The Borobudur Temple is a Mahayana Buddhist temple in Magelang, Central Java, Indonesia. It was built in three tiers: a pyramidal base with five concentric square terraces, the trunk of a cone with three circular platforms and, a monumental stupa.
The age of the temple is uncertain, but the date of construction is thought to have been between the end of the seventh and beginning of the eighth century A. D., during the Sailendra dynasty.
The temple was designed in Javanese Buddhist architecture, which blends the Indonesian indigenous cult of ancestor worship and the Buddhist concept of attaining Nirvana. Built as a single large stupa, when viewed from above the temple takes the form of a giant tantric Buddhist mandala, simultaneously representing the Buddhist cosmology and the nature of mind.
The central dome is surrounded by 72 Buddha statues, each seated inside a perforated stupa. The lowest level has 160 reliefs depicting cause and effect. On the middle level are various stories of the Buddha’s life from the Jataka Tales. At the highest level is a balcony, square in shape with round walls.
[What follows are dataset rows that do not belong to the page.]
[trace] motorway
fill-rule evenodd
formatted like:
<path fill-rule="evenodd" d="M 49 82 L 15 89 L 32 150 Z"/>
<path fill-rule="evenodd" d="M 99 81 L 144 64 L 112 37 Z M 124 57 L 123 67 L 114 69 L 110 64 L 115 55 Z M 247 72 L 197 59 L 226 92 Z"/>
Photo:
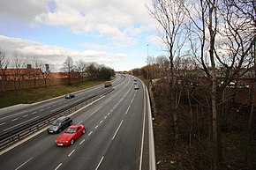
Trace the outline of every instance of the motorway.
<path fill-rule="evenodd" d="M 44 130 L 26 143 L 1 155 L 1 169 L 148 169 L 148 137 L 145 133 L 148 129 L 145 122 L 147 114 L 144 87 L 138 81 L 139 89 L 134 90 L 132 77 L 119 78 L 117 78 L 118 85 L 117 84 L 111 92 L 70 115 L 73 124 L 81 123 L 87 128 L 87 133 L 73 145 L 56 146 L 55 140 L 58 135 L 49 135 Z M 91 89 L 90 92 L 99 91 L 97 88 L 99 87 Z M 82 95 L 88 91 L 79 92 L 77 95 Z M 56 101 L 52 100 L 50 102 Z M 50 102 L 43 102 L 45 107 L 42 108 L 53 106 Z M 24 117 L 26 115 L 37 115 L 33 114 L 35 112 L 34 108 L 26 109 L 30 114 L 26 111 L 13 114 L 20 119 L 28 117 Z M 56 108 L 48 109 L 50 112 Z M 4 125 L 15 119 L 14 115 L 1 115 L 2 123 L 6 121 L 6 123 L 0 126 L 1 130 L 6 129 Z"/>

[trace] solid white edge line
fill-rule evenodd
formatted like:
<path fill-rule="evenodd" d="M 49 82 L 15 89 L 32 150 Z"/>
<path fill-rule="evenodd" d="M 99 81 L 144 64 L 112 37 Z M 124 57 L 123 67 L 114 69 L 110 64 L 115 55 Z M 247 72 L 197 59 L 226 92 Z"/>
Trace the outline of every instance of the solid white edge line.
<path fill-rule="evenodd" d="M 147 103 L 149 101 L 148 91 L 147 90 Z M 149 170 L 155 170 L 155 153 L 154 153 L 154 132 L 153 132 L 153 122 L 152 122 L 152 114 L 151 114 L 151 107 L 148 105 L 148 129 L 149 129 Z"/>
<path fill-rule="evenodd" d="M 27 162 L 29 162 L 32 159 L 34 159 L 34 157 L 31 157 L 29 159 L 27 159 L 26 162 L 24 162 L 23 164 L 21 164 L 19 167 L 17 167 L 15 170 L 19 169 L 20 167 L 22 167 L 25 164 L 26 164 Z"/>
<path fill-rule="evenodd" d="M 103 159 L 104 159 L 104 157 L 102 157 L 102 158 L 101 159 L 101 160 L 100 160 L 100 162 L 99 162 L 99 164 L 98 164 L 98 166 L 97 166 L 97 167 L 96 167 L 95 170 L 98 170 L 98 168 L 100 167 L 100 166 L 101 166 L 101 164 L 102 164 Z"/>
<path fill-rule="evenodd" d="M 102 96 L 102 97 L 101 97 L 101 98 L 99 98 L 98 100 L 93 101 L 92 104 L 97 102 L 98 100 L 102 100 L 102 99 L 104 98 L 104 97 L 105 97 L 105 95 Z M 79 112 L 80 110 L 85 109 L 85 108 L 87 107 L 89 107 L 89 104 L 88 104 L 88 105 L 86 105 L 85 107 L 81 107 L 80 109 L 79 109 L 79 110 L 73 112 L 72 114 L 70 114 L 68 116 L 72 116 L 72 115 L 77 114 L 78 112 Z M 21 139 L 19 142 L 18 142 L 18 143 L 12 144 L 11 146 L 7 147 L 6 149 L 4 149 L 4 150 L 3 150 L 3 151 L 0 151 L 0 156 L 3 155 L 4 153 L 8 152 L 9 151 L 12 150 L 13 148 L 19 146 L 19 144 L 25 143 L 26 141 L 29 140 L 30 138 L 33 138 L 33 137 L 36 137 L 37 135 L 39 135 L 39 134 L 44 132 L 47 129 L 48 129 L 48 127 L 45 127 L 45 128 L 40 129 L 39 131 L 36 131 L 35 133 L 32 134 L 31 136 L 28 136 L 27 137 L 25 137 L 25 138 Z M 92 133 L 93 133 L 93 132 L 92 132 Z"/>
<path fill-rule="evenodd" d="M 57 170 L 62 166 L 62 163 L 60 163 L 54 170 Z"/>
<path fill-rule="evenodd" d="M 144 115 L 143 115 L 143 128 L 142 128 L 142 137 L 141 137 L 141 148 L 140 148 L 140 160 L 139 160 L 139 170 L 142 168 L 142 158 L 143 158 L 143 146 L 144 146 L 144 134 L 145 134 L 145 119 L 146 119 L 146 93 L 145 93 L 145 86 L 143 85 L 144 89 Z"/>
<path fill-rule="evenodd" d="M 40 117 L 40 116 L 36 116 L 36 117 L 34 117 L 34 118 L 32 118 L 32 119 L 28 119 L 27 121 L 25 121 L 25 122 L 20 122 L 20 123 L 19 123 L 19 124 L 16 124 L 16 125 L 14 125 L 14 126 L 11 126 L 11 127 L 10 127 L 10 128 L 7 128 L 7 129 L 4 129 L 3 131 L 6 131 L 6 130 L 8 130 L 8 129 L 12 129 L 12 128 L 14 128 L 14 127 L 16 127 L 16 126 L 19 126 L 20 124 L 24 124 L 24 123 L 26 123 L 26 122 L 29 122 L 29 121 L 34 120 L 34 119 L 36 119 L 36 118 L 38 118 L 38 117 Z"/>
The whole structure is in the form of a lotus, the sacred flower of Buddha.
The temple complex laid hidden for centuries under layers of volcanic ash and jungle growth. The facts behind its abandonment remained a mystery.
Worldwide knowledge of the temple’s existence was sparked in 1814 by Sir Thomas Stamford Raffles, the then British ruler of Java, who was advised of its location by native Indonesians. Borobudur has since been preserved through several restorations. The largest restoration project was undertaken between 1975 and 1982 by the Indonesian government and UNESCO.
After the major renovation funded by UNESCO, Borobudur is once again used as a place of worship and pilgrimage.
The monument is the single most visited tourist attraction in Indonesia.